「アイラブユー」を聴きながら毎朝楽しく見ていたあのタイトルバックの映像、あれはドラマの内容そのままだったんですね。すべて見終わってやっとわかりました。一枚の紙が紙飛行機になり、自分の足で進むようになって凧に変わり、風にあおられて水溜りに落ち泥まみれ、飛行機となれたけれど一枚の紙に戻り、ふわふわと風に乗って漂ううちにカササギになり、最後にはたくさんの鳥たちといっしょに空飛ぶクルマになって五島へと飛んでいく。物語の後半、このまま舞ちゃんは空へは行かないのかとハラハラしましたが、あの時、ただ風に流される一枚の紙のように見えていた舞ちゃんは、実はちゃんと飛行機の形になる準備ができていて、飛び立てる時間を待っていただけだったんですね。

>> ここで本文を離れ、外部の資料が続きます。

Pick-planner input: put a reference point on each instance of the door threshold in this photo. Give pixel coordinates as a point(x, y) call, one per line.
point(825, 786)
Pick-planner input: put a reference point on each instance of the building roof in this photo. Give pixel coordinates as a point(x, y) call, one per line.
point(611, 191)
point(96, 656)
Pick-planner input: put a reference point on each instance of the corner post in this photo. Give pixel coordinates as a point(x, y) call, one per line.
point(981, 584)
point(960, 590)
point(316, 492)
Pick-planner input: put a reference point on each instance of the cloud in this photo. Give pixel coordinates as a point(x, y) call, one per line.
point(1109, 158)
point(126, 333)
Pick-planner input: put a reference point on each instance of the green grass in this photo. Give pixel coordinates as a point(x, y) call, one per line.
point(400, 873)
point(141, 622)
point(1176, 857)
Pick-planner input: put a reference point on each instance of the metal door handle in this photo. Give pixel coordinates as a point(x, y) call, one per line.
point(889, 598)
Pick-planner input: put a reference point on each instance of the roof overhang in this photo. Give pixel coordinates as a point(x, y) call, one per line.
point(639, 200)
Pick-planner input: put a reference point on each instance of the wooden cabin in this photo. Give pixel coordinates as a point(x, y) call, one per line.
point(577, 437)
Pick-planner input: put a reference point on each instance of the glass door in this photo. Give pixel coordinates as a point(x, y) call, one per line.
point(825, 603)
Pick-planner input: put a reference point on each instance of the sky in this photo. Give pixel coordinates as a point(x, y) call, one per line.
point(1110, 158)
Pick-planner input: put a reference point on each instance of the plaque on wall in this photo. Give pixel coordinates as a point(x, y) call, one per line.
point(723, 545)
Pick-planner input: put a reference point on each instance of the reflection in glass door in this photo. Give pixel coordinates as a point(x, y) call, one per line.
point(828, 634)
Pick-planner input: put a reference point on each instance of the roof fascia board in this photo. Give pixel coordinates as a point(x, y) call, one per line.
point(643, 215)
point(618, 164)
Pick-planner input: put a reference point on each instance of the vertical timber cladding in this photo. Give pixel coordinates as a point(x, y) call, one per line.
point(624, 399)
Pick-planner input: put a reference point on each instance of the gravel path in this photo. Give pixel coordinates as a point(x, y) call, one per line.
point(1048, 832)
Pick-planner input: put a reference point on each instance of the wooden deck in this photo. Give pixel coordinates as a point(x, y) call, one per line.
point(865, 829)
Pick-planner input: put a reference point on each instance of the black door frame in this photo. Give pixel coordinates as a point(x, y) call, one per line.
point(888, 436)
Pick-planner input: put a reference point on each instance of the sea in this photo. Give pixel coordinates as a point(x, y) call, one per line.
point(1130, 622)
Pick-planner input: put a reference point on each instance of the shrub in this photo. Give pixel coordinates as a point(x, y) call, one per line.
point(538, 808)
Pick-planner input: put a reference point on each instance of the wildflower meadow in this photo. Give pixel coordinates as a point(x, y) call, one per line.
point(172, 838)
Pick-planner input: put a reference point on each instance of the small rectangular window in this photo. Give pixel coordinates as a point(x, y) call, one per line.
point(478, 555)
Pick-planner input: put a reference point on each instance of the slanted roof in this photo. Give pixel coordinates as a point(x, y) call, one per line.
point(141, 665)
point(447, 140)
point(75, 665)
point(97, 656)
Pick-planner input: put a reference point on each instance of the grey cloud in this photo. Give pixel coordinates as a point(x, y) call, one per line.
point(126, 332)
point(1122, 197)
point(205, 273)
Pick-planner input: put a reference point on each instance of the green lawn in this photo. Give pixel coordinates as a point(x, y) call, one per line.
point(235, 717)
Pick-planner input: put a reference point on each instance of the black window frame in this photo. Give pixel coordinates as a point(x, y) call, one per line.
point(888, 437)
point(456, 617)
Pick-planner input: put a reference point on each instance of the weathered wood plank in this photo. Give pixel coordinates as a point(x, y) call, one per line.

実は、舞ちゃんのことをいつまでも「舞ちゃん」呼びでいいのかと、このコラムを書きながら迷ってました。初めは小学3年生だった彼女もどんどん成長して、最終回では40代。大人の女性にちゃん付けってどうなのかと。でも、コロナ禍のパリでひとりになった貴司くん(赤楚衛二)が書いている日記は、どれも「舞ちゃん」と呼びかける言葉で始まっているのを見て、ちょっと泣いてしまいました。名前を呼びたくなる人がいるって、幸せなことですよね……応えてもらえなくても、遠く離れていても。そんな貴司くんと同じように、最後まで「舞ちゃん」と呼ばせてもらえてよかった。
それにしてもあのパリの部屋、もしかして八木さん(又吉直樹)は借りてるのではなく所有しているのでしょうか。デラシネも彼の持ち物だとしたら、いろんな国に家を持っているお金持ちなのでは。彼は年齢も不詳ですが、60年代に大学で好きな人と出会い、今は親の遺産で暮らしているのかな……と想像すると、2026年に『トビウオの記』を読んでいる八木さんは80代くらいでしょうか。デラシネ=根なし草として世界中を旅して、ずっと好きな人の名を心で呼び続けて生きていくんですね。あと、八木さんと同じくらい貴司くんを好きだと思われるリュー北條(川島潤哉)。彼、出版社内で異動があって、短歌雑誌の編集部から文芸誌の編集長とかになってそうな気がします。貴司くんの随筆を「コロナ禍のパリで作家は何を見たか」とかコピーつけて雑誌連載してから単行本にしてベストセラーにとか、彼ならやりそう。